SplatFlow: Self-Supervised Dynamic Gaussian Splatting in Neural Motion Flow Field for Autonomous Driving
Su Sun, Cheng Zhao, Zhuoyang Sun, Yingjie Victor Chen, Mei Chen
TL;DR
SplatFlow tackles dynamic urban scene reconstruction without expensive 3D bounding-box annotations by introducing Self-Supervised Dynamic Gaussian Splatting within Neural Motion Flow Fields (NMFF). It represents static background with 3D Gaussians and dynamic objects with 4D Gaussians, while NMFF jointly models temporal correspondences of Gaussians and LiDAR points to enforce cross-view consistency. A LiDAR-based motion prior is learned via NMFF pretraining, and optical-flow distillation from 2D foundation models further enhances dynamic-object identification.
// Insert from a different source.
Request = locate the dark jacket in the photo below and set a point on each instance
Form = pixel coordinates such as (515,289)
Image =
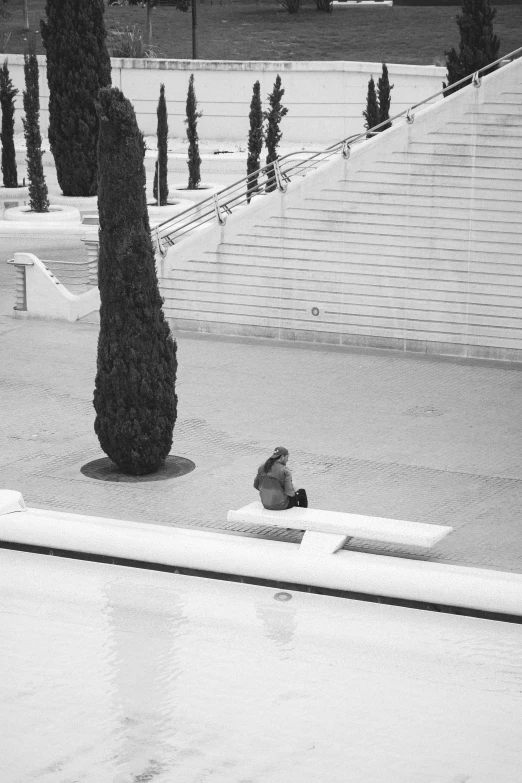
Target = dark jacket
(275,487)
Across Waymo Open and KITTI, SplatFlow achieves state-of-the-art performance for image reconstruction and novel-view synthesis, while operating without tracked 3D bounding boxes and delivering real-time rendering speeds, highlighting its practical potential for scalable autonomous driving workflows.
Abstract
Most existing Dynamic Gaussian Splatting methods for complex dynamic urban scenarios rely on accurate object-level supervision from expensive manual labeling, limiting their scalability in real-world applications. In this paper, we introduce SplatFlow, a Self-Supervised Dynamic Gaussian Splatting within Neural Motion Flow Fields (NMFF) to learn 4D space-time representations without requiring tracked 3D bounding boxes, enabling accurate dynamic scene reconstruction and novel view RGB/depth/flow synthesis. SplatFlow designs a unified framework to seamlessly integrate time-dependent 4D Gaussian representation within NMFF, where NMFF is a set of implicit functions to model temporal motions of both LiDAR points and Gaussians as continuous motion flow fields. Leveraging NMFF, SplatFlow effectively decomposes static background and dynamic objects, representing them with 3D and 4D Gaussian primitives, respectively. NMFF also models the correspondences of each 4D Gaussian across time, which aggregates temporal features to enhance cross-view consistency of dynamic components. SplatFlow further improves dynamic object identification by distilling features from 2D foundation models into 4D space-time representation. Comprehensive evaluations conducted on the Waymo and KITTI Datasets validate SplatFlow's state-of-the-art (SOTA) performance for both image reconstruction and novel view synthesis in dynamic urban scenarios.